Paris attacks: French seek to identify raid bodies
French experts are working to establish whether the suspected ringleader of the Paris attacks was among those killed in a police raid on a flat on Wednesday.
Police said Abdelhamid Abaaoud was the target when officers stormed the flat in the Paris suburb of Saint Denis.
The Paris prosecutor said neither he nor suspect Salah Abdeslam were among eight people arrested, but at least two bodies had still to be identified.
Meanwhile, French MPs are due to vote on extending a state of emergency.
Militant group Islamic State (IS), which controls parts of Syria and Iraq, has said it was behind the attacks last Friday, when gunmen and suicide bombers killed 129 people and injured hundreds.
The Washington Post quoted unnamed European officials as saying Abaaoud, 27, had been killed on Wednesday when heavily armed police stormed the building in the suburb of Saint Denis.
However, Paris prosecutor Francois Molins had earlier said he could not give "a precise and definitive number for the people who died, nor their identities, but there are at least two dead people".
One of the dead was a woman believed to have detonated a suicide belt as police moved in. A source close to the investigation said she could have been a cousin of Abaaoud, Reuters reported.
Mr Molins said it appeared that a "new team of terrorists" had been ready for a fresh attack.
A leader of one of the special forces units that took part in the raid said drones and robots equipped with cameras had been used to try to see inside the flat during the operation but there was too much debris. A police dog was shot dead by the militants during the operation.
Jean-Michel Fauverge told Le Figaro newspaper that when they entered the building they found a body that had fallen from the third floor to the second.
More on the Paris attacks
- Rethinking strategy Time for West to review its priorities in Syria
- How vulnerable is Europe? Putting the dangers in perspective
- What happened in Paris? How events unfolded on Friday evening in the French capital
- Hollande upstages opposition French president's tougher line on counter-terrorism
- Who were the victims? Details of some of the 129 people killed
- The fight against Islamic State Can a modern, open Western capital ever be totally secure?

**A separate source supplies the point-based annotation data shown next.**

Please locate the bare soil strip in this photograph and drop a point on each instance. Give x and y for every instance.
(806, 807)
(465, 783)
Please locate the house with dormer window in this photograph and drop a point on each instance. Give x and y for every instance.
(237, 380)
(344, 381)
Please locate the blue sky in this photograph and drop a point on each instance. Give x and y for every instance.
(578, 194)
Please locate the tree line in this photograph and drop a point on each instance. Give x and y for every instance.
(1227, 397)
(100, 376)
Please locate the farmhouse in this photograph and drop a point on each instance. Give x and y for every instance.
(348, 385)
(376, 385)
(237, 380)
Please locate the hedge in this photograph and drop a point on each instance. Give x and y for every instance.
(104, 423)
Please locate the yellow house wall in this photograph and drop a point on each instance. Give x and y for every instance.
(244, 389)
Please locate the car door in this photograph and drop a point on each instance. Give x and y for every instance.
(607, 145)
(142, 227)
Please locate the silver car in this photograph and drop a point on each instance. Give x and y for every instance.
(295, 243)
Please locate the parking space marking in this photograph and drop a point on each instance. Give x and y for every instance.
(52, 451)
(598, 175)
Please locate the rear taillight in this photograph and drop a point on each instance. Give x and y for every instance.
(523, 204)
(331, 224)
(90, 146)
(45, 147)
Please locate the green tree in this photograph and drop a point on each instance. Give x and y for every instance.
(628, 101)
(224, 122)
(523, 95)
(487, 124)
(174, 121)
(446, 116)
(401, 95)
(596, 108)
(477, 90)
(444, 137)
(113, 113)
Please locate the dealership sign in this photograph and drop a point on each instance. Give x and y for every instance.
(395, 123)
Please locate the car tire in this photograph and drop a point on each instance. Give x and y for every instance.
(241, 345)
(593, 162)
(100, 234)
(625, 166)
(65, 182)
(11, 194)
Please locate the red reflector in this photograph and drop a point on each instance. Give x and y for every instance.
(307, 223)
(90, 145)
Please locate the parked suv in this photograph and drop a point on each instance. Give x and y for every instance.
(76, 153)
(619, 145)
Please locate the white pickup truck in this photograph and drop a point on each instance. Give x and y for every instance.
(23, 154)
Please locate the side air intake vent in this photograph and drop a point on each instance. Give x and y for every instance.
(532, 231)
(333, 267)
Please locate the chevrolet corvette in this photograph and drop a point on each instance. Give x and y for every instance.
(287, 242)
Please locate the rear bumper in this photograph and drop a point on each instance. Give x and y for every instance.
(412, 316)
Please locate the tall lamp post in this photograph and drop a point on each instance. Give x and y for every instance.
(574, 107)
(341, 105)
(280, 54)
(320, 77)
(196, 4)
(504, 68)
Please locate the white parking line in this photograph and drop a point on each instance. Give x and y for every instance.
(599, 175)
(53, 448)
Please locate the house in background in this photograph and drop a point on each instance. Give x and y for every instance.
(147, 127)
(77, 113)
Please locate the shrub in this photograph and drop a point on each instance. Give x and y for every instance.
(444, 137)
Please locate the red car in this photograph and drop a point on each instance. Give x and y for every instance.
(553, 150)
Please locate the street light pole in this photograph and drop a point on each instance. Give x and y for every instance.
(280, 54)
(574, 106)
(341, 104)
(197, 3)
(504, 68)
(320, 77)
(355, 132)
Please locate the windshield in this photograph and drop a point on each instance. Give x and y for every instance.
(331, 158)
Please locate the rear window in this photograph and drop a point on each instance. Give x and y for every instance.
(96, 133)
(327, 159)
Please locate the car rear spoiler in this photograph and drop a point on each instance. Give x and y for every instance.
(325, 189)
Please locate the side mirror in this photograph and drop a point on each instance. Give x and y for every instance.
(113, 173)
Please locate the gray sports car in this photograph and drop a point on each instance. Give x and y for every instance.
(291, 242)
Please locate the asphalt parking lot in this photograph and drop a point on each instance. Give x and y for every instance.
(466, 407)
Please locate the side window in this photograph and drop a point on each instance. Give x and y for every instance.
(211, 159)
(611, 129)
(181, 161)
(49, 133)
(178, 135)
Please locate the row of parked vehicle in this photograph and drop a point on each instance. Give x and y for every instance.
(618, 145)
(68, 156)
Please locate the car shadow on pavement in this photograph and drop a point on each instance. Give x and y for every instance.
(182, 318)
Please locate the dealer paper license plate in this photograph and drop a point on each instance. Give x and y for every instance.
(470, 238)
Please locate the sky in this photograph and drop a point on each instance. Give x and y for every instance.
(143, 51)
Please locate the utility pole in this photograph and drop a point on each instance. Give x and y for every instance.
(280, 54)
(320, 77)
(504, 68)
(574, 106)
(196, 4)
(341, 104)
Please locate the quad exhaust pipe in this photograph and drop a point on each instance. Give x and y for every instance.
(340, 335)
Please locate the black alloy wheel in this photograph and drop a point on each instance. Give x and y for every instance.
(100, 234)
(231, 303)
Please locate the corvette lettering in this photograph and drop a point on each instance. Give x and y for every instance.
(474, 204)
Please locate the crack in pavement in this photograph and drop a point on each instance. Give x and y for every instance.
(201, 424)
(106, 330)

- Most wanted: Alleged mastermind Profile of key suspect Abdelhamid Abaaoud
"The corpse was mutilated, probably from grenades and he wasn't recognisable," he said.
"Other people were in the stairwell, two men hiding under blankets and whatever they could find. We arrested them."
Mr Molins said on Wednesday that the identities of the eight people arrested in the raid had not been confirmed.
However, they did not include Salah Abdeslam, the 26-year-old French national identified as a suspect in Friday's killings and believed to be on the run. Seven other militants died in the attacks.
The raid's target, Abaaoud, is considered to be a key figure in an IS cell that US intelligence agencies have been tracking for months, US officials told AP news agency.
He was believed to have escaped to Syria following a police operation in Belgium in January and has boasted in IS propaganda of being able to move between Europe and Syria undetected.
Following Friday's attacks on a concert hall, cafes and the Stade de France stadium, President Francois Hollande declared a state of emergency for 12 days.
The bill going before France's lower house of parliament on Thursday and the senate on Friday includes:
- Extending the state of emergency for three months
- Placing under house arrest anyone deemed to be a public threat
- Barring suspects from communicating with each other
- Allowing police to carry out searches at any time, without the prior approval of a judge, if the public is thought to be in danger
Analysis: Kevin Connolly, BBC News, Paris
The French government is asking parliament to extend the sweeping powers it gives the authorities for a further three months.
It has not hesitated to argue that in times of crisis like this the balance between liberty and public safety must be shifted.
That means a huge and highly visible deployment of uniformed troops and police officers alongside a battery of more subtle measures, such as the curtailment of some public gatherings and of school trips to museums, galleries and other public places that might be targeted.
IS said it had carried out the attacks in response to France's air campaign against its positions in Syria, and pledged further bloodshed.
France has since stepped up its air strikes against IS targets in Syria.
Both France and Russia - which is also targeting militants in Syria - are putting together draft resolutions at the UN Security Council that would lay out an international approach to defeating IS.
President Hollande has urged the council to approve a resolution on fighting IS quickly.
What is Islamic State?
IS is a notoriously violent Islamist group which controls large parts of Syria and Iraq. It has declared its territory a caliphate - a state governed in accordance with Islamic law - under its leader Abu Bakr al-Baghdadi.
What does it want?
IS demands allegiance from all Muslims, rejects national borders and seeks to expand its territory. It follows its own extreme version of Sunni Islam and regards non-believers as deserving of death.
How strong is IS?
IS projects a powerful image, partly through propaganda and sheer brutality, and is the world's richest insurgent group. It has about 30,000 fighters but is facing daily bombing by a US-led multi-national coalition, which has vowed to destroy it.